The Author's Checklist by Elizabeth K. Kracht

There are several shocking revelations in Elizabeth K. Kracht’s book The Author’s Checklist: An Agent’s Guide to Developing and Editing Your Manuscript, but in short most manuscripts “just aren’t ready for submission.”

A checklist of 220 questions to consider before hitting send.

Most require: greater attention to prose, the inciting incident moved forward, sharper internal conflict, a deeper consideration of themes, and more focus on plot development, structure, tension, dialogue, formatting, and setting. Even spelling. Far from being literary, “the majority of submissions that come to agents and editors are lacking the skills of even high-quality commercial writing.”

“There is a significant gap between manuscripts that writers believe to be ready for publication and those that agents or other publishing professionals do.” - Elizabeth K. Kracht.

Kracht’s book is designed to intercept an author’s manuscript: giving the writer a checklist of 220 questions to consider before hitting send. For a debut writer, this checklist is essential.
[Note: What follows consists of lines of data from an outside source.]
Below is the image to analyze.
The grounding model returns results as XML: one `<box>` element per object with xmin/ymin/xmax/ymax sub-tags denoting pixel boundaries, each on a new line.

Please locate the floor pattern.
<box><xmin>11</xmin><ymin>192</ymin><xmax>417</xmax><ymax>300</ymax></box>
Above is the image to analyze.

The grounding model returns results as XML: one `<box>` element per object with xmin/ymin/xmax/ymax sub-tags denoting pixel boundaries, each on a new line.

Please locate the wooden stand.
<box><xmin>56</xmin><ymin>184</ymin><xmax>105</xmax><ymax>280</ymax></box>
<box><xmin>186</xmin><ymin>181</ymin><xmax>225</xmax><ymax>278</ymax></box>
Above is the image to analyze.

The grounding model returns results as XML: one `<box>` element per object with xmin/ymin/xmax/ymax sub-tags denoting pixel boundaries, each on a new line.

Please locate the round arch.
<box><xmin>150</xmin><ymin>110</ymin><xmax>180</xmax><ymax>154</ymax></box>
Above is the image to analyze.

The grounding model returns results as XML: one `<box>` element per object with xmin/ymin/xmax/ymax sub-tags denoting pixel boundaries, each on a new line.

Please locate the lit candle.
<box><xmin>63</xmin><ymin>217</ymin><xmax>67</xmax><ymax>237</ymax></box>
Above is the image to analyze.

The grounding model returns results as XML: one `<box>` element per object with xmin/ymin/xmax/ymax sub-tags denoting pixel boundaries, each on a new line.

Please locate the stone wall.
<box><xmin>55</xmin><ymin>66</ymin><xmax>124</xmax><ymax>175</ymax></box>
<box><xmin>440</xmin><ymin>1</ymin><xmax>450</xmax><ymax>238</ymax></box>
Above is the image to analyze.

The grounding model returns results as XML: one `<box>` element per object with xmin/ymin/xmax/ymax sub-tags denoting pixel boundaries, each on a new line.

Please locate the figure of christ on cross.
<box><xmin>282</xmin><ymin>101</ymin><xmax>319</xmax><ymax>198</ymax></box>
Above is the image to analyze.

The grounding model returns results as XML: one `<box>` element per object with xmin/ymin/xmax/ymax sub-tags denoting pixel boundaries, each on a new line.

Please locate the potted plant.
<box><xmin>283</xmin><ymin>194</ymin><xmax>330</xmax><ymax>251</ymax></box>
Each chapter defines the topic, describes hazards, and provides advice, insight, or instruction. Topics include query letters, author platforms, voice, overwriting, rejection, pacing, formatting, and permissions. I found the sections on filter words, chapter arcs, and settings particularly useful.

The text is brisk and clear, and each chapter concludes with interrogatives:

  • “Have you cut the pleasantries out of your dialogue?”

  • “Are your alternating POV chapters synched chronologically?”

I thought the published books cited for illustration were too narrow and repetitive, but that aside this is an illuminating and practical tool to consult rigorously not only at the end of production, but at the start of every new draft along the way.

The Author’s Checklist would also be useful reading for beta readers, book reviewers, and anyone seeking a literary vocabulary to critically discuss a book’s merits and flaws.

Many thanks to Elizabeth K. Kracht, New World Library, and NetGalley for my advanced reading copy.